Digital Publishing Hub
Help for publishers and students of publishing

Page Size Issues in fixed-layout ePub

Page Size Issues in fixed-layout ePub

Following on from page size in the reflowable eBook, how about the fixed-layout eBook after it has been created as a print book? So you have used InDesign to create a wonderful printed book of a Shakespeare play, and you chose a standard page size (my example is: 216mm x138mm). Now when you make the fixed layout eBook from the spreads there might be a few observable problems.

Proportion

Our print book spreads will become landscape in the fixed-layout eBook. So, we will get the following proportions:

width:138 x 2 = 278 height = 216

Proportion = 216/278 = 0.7777

On a computer running Apple iBooks or any other eReader, the proportion is not really significant because all computer displays vary in proportion. However, on a tablet such as the iPad the proportion is specifically 6x8 or 0.75. So, we need to modify the size of the pages in the InDesign file very slightly; keeping the width of the pages, we take the width of the spread and multiply by 0.75 and we get 208.5. So we lose about 8mm in the height.

Here we see that the page size does not exactly fit on the iPad

Theory and Practice

The above scenario takes a book designed for print and makes one adjustment in a attempt to resolve the proportion riddle, however, in practise there may still be gaps and mysterious white lines.

It’s all about the units

The numbers that we refer to above are in millimetres because in Europe we tend to use metric units to measure page sizes.

When InDesign exports the fixed-layout eBook, it needs to make a conversion from real-world units (millimetres) to pixels.
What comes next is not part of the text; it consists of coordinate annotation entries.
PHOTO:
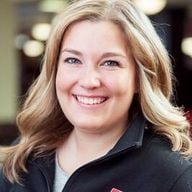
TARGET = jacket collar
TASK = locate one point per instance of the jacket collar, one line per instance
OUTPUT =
(133, 136)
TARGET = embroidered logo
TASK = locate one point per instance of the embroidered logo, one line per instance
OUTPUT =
(115, 190)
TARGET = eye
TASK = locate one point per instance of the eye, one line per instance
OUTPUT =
(72, 60)
(111, 63)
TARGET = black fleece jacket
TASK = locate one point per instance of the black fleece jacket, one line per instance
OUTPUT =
(141, 161)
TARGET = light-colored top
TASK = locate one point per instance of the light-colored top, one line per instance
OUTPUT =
(61, 177)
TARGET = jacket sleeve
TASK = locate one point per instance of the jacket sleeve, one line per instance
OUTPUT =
(184, 182)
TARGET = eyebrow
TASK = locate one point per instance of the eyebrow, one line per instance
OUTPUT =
(106, 54)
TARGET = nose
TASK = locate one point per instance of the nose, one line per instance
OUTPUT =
(90, 78)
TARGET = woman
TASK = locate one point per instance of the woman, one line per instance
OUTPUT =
(100, 117)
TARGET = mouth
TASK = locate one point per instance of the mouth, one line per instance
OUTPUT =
(90, 100)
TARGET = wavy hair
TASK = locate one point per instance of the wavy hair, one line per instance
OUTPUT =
(41, 121)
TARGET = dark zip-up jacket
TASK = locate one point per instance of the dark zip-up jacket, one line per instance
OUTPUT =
(141, 161)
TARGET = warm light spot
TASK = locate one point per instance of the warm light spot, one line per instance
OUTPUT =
(40, 31)
(151, 7)
(186, 46)
(33, 48)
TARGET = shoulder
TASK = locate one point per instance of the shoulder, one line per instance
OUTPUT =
(170, 165)
(160, 150)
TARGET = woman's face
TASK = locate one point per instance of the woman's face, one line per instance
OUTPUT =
(95, 81)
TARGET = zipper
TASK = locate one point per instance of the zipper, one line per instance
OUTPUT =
(107, 157)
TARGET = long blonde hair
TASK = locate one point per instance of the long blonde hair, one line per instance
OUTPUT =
(41, 121)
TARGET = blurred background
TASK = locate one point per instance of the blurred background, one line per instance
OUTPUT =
(25, 26)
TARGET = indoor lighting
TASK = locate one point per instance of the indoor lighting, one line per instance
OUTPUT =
(33, 48)
(41, 31)
(52, 5)
(151, 7)
(20, 40)
(186, 46)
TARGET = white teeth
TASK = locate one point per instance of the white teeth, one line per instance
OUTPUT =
(90, 101)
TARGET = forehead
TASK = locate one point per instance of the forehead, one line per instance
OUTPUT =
(95, 31)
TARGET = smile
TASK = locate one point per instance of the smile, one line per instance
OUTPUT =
(90, 100)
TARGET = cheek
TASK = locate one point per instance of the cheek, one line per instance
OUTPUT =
(123, 85)
(63, 80)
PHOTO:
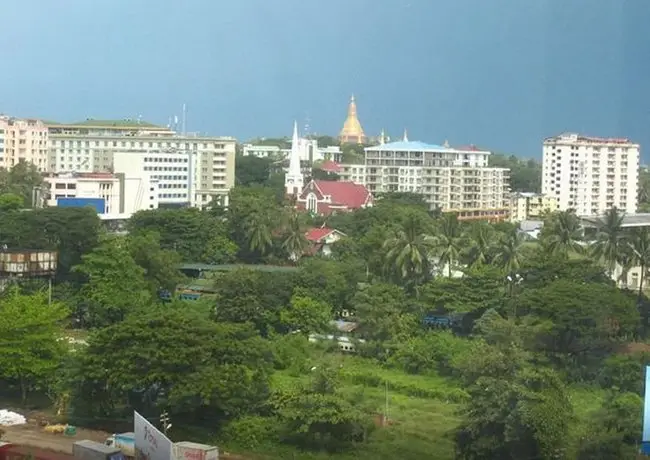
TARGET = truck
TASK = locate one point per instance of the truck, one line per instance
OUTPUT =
(186, 450)
(125, 442)
(91, 450)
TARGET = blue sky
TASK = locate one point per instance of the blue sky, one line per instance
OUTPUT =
(502, 74)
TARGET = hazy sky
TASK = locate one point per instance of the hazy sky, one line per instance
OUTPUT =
(502, 74)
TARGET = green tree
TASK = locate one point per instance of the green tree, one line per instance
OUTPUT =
(252, 170)
(115, 285)
(319, 417)
(408, 251)
(11, 202)
(160, 265)
(174, 359)
(305, 314)
(31, 330)
(610, 239)
(449, 241)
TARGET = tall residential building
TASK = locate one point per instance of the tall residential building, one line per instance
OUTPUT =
(591, 174)
(450, 179)
(531, 206)
(352, 131)
(24, 140)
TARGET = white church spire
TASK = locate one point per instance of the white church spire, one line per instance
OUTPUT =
(293, 180)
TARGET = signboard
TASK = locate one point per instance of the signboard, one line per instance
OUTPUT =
(645, 439)
(150, 443)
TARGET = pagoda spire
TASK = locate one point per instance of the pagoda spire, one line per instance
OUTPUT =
(352, 131)
(293, 180)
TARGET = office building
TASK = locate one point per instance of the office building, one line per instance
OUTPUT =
(23, 140)
(120, 195)
(531, 206)
(352, 132)
(591, 174)
(450, 179)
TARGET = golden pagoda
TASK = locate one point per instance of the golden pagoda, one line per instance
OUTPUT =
(352, 132)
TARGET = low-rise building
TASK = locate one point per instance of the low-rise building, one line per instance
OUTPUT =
(531, 206)
(322, 239)
(326, 197)
(118, 195)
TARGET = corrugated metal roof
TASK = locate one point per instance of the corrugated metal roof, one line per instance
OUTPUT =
(409, 146)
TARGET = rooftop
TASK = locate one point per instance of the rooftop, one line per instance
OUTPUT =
(409, 146)
(124, 123)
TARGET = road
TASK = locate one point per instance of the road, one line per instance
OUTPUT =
(33, 435)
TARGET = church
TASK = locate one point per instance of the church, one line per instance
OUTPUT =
(320, 196)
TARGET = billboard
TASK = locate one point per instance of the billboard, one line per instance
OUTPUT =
(150, 443)
(645, 439)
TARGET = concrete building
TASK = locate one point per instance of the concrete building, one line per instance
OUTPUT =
(531, 206)
(122, 195)
(23, 140)
(591, 174)
(450, 179)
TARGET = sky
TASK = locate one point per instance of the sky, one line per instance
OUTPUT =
(500, 74)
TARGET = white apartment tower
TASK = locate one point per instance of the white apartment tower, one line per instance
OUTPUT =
(293, 180)
(450, 179)
(591, 174)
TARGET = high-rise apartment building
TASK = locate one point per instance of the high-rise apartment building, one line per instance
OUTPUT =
(23, 140)
(590, 174)
(450, 179)
(95, 146)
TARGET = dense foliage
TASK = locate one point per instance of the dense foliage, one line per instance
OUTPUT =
(538, 353)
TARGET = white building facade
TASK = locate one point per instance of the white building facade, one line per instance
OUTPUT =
(450, 179)
(591, 174)
(123, 195)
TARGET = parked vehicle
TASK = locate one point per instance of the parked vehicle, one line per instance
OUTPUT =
(125, 442)
(91, 450)
(186, 450)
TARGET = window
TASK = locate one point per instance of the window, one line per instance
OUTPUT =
(312, 203)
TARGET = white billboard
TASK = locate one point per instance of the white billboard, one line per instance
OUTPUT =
(150, 443)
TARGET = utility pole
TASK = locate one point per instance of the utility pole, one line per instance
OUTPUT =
(164, 420)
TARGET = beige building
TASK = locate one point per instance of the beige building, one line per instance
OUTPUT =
(451, 179)
(591, 174)
(531, 206)
(191, 169)
(23, 140)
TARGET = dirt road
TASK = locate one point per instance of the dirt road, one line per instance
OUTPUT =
(33, 435)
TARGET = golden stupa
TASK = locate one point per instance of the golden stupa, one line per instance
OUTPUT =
(352, 132)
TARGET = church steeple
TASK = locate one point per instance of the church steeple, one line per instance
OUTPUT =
(293, 180)
(352, 131)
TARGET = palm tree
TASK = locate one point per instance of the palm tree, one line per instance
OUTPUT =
(258, 232)
(449, 241)
(482, 245)
(610, 239)
(408, 250)
(565, 234)
(509, 253)
(639, 244)
(294, 241)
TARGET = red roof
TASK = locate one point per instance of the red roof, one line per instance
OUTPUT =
(316, 234)
(344, 194)
(330, 166)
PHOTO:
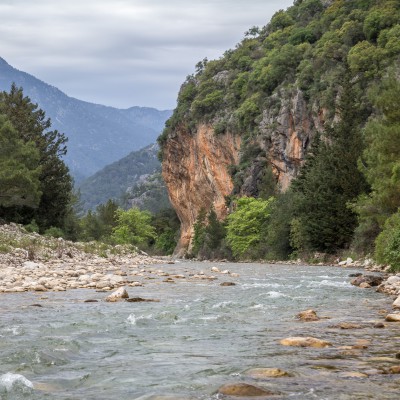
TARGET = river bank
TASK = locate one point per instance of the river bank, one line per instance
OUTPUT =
(203, 340)
(31, 262)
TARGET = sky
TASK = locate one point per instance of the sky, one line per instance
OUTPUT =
(124, 53)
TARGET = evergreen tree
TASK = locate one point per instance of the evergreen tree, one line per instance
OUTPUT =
(31, 125)
(19, 170)
(329, 181)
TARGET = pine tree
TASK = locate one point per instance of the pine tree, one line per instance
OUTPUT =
(329, 181)
(32, 126)
(19, 170)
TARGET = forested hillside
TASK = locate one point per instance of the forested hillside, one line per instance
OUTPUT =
(117, 179)
(35, 185)
(97, 135)
(314, 98)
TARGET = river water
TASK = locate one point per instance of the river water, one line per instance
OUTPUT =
(199, 336)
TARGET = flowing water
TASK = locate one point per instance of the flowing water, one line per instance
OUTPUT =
(199, 336)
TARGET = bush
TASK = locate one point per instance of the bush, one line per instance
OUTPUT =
(54, 232)
(247, 226)
(387, 245)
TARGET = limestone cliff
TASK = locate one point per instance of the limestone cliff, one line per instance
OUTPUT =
(275, 90)
(195, 170)
(195, 165)
(284, 136)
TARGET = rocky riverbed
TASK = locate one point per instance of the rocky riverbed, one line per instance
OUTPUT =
(30, 262)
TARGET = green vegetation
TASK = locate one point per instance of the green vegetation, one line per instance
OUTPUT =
(247, 226)
(35, 183)
(342, 57)
(209, 240)
(133, 227)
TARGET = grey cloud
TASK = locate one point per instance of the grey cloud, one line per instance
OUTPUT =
(123, 52)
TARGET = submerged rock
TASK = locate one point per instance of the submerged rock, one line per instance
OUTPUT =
(347, 325)
(262, 373)
(307, 316)
(140, 299)
(351, 374)
(243, 390)
(395, 369)
(304, 342)
(396, 303)
(371, 280)
(392, 318)
(118, 295)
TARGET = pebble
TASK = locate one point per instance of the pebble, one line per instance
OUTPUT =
(243, 390)
(304, 342)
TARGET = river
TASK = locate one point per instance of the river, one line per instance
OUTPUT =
(199, 336)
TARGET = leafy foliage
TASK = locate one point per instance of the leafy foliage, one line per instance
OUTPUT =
(247, 225)
(19, 169)
(388, 243)
(328, 182)
(47, 147)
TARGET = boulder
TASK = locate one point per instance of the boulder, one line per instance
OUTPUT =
(118, 295)
(392, 318)
(304, 342)
(30, 265)
(307, 316)
(243, 390)
(396, 303)
(372, 280)
(348, 325)
(351, 374)
(140, 299)
(395, 369)
(393, 280)
(262, 373)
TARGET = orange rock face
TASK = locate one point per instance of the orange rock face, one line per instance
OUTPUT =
(195, 165)
(195, 170)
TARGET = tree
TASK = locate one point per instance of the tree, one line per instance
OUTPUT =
(381, 165)
(329, 180)
(32, 126)
(247, 225)
(19, 170)
(133, 227)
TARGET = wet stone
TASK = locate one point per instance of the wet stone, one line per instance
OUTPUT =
(304, 342)
(243, 390)
(262, 373)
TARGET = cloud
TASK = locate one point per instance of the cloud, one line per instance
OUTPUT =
(123, 52)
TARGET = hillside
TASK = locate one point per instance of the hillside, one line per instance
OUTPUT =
(98, 135)
(120, 177)
(247, 120)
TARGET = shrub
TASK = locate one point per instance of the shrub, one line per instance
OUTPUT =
(387, 245)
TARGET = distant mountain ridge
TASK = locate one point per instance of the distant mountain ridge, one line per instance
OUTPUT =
(98, 135)
(130, 178)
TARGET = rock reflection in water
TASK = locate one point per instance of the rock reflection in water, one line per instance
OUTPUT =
(200, 337)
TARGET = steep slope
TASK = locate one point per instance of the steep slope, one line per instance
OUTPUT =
(98, 135)
(273, 93)
(114, 180)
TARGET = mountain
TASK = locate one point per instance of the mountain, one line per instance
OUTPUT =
(98, 135)
(252, 115)
(135, 179)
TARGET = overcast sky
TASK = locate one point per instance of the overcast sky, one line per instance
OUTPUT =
(123, 52)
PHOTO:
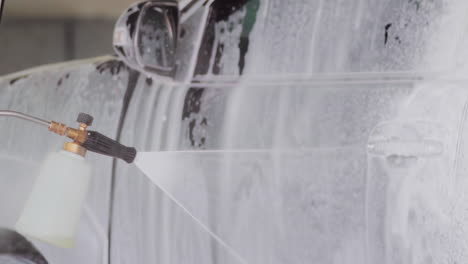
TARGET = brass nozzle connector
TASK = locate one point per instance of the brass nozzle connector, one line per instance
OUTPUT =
(58, 128)
(78, 135)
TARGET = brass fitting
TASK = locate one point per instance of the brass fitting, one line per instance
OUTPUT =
(74, 148)
(78, 135)
(58, 128)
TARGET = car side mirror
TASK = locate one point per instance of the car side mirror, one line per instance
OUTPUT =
(156, 36)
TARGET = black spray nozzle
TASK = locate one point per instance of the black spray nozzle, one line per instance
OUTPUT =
(97, 142)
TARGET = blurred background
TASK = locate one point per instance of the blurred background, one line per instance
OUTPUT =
(33, 33)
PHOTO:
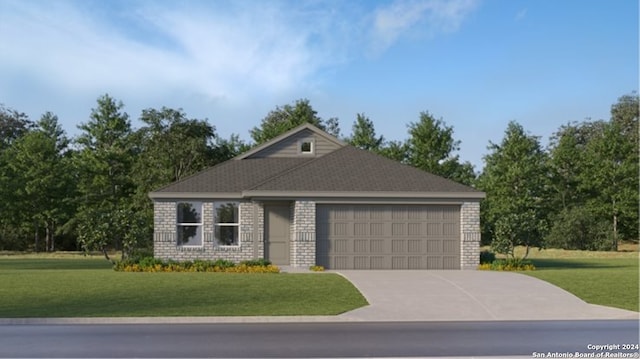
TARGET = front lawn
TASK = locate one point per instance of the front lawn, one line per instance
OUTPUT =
(611, 282)
(80, 287)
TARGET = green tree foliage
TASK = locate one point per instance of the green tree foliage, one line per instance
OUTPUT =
(170, 147)
(594, 175)
(285, 118)
(105, 160)
(363, 135)
(431, 147)
(13, 125)
(42, 179)
(515, 181)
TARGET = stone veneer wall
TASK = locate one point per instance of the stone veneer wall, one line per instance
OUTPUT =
(470, 235)
(303, 230)
(165, 241)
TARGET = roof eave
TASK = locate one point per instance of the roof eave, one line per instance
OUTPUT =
(475, 195)
(195, 195)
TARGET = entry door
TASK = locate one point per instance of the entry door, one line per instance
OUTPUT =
(277, 233)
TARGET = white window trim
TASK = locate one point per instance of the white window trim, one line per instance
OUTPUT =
(216, 243)
(190, 224)
(311, 141)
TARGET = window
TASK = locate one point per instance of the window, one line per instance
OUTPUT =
(305, 146)
(226, 223)
(189, 224)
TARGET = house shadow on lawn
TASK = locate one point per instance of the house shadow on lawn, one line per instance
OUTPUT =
(558, 263)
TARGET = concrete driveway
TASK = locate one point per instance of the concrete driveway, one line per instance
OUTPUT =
(467, 295)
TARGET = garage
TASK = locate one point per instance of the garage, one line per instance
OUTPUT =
(358, 236)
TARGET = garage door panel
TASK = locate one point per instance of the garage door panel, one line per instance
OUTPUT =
(388, 236)
(361, 246)
(398, 246)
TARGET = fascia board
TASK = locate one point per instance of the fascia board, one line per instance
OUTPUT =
(195, 195)
(362, 195)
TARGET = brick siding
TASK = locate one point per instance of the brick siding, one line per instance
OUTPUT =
(303, 230)
(470, 235)
(165, 241)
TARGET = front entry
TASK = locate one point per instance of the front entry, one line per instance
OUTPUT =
(277, 233)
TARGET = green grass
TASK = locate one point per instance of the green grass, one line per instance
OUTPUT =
(88, 287)
(611, 282)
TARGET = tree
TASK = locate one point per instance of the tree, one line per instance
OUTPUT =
(226, 149)
(363, 135)
(515, 181)
(104, 161)
(13, 125)
(395, 150)
(285, 118)
(42, 193)
(612, 177)
(431, 148)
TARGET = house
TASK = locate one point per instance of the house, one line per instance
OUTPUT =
(306, 198)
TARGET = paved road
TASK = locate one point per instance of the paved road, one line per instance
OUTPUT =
(287, 340)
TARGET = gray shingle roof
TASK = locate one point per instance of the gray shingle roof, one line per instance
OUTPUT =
(353, 170)
(234, 175)
(347, 169)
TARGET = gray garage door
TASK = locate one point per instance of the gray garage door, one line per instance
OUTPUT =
(388, 236)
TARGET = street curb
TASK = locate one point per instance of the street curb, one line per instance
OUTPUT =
(175, 320)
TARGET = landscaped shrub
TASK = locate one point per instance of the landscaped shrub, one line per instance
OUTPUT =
(150, 264)
(487, 257)
(257, 262)
(511, 264)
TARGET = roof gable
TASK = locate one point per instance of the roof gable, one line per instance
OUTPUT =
(288, 144)
(353, 170)
(342, 171)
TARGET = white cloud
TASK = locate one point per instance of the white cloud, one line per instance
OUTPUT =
(431, 16)
(206, 49)
(521, 14)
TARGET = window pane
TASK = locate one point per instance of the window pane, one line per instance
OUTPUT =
(227, 235)
(226, 212)
(190, 235)
(306, 147)
(189, 212)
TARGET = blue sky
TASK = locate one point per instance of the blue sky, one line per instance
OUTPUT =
(476, 64)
If we take a peak inside the ePub package at one of the XHTML files we see that:

<meta name="viewport" content="width=782,height=591" />

This tells the ereader that the size is 782x591. The proportion, therefore is 0.755754475703325 - very slightly wrong! The height should be: 586.5.

Let’s not edit the ePub

We don’t need to edit the XHTML code inside the ePub. No, we just need to adjust the InDesign file to use pixel units. Here’s how:

Unit Preferences

In Indesign, go to the preferences panel and find the units and increments section. Change the Ruler units for both vertical and horizontal to pixels.

Change from millimetres to pixels

Page size

Now go to File>Document setup and see that the page size is now an untidy fraction of pixels (391.181 x 591.024). Not nice!

We need to do some adjustment to these numbers to get a 3/4 proportion and hopefully exact pixels numbers. Pixels are tiny little units so this should not impact our designs too much.

The result is a page width of 396 pixels and page height of 594 pixels. When we add 2 pages together the landscape becomes 792 x 594 = 8 x 6.

Document set up or pages size

You can go back to the File>Document setup and change the page size. This will work, however, you can use the Page Tool on the tool palette and select all master pages in the Pages panel. You then can control the reference point for the change to happen (choose the centre top).

In the documents setup we now need to adjust to a whole pixel number.

Then you need to apply the master pages to all pages and also set the page size in the document setup panel.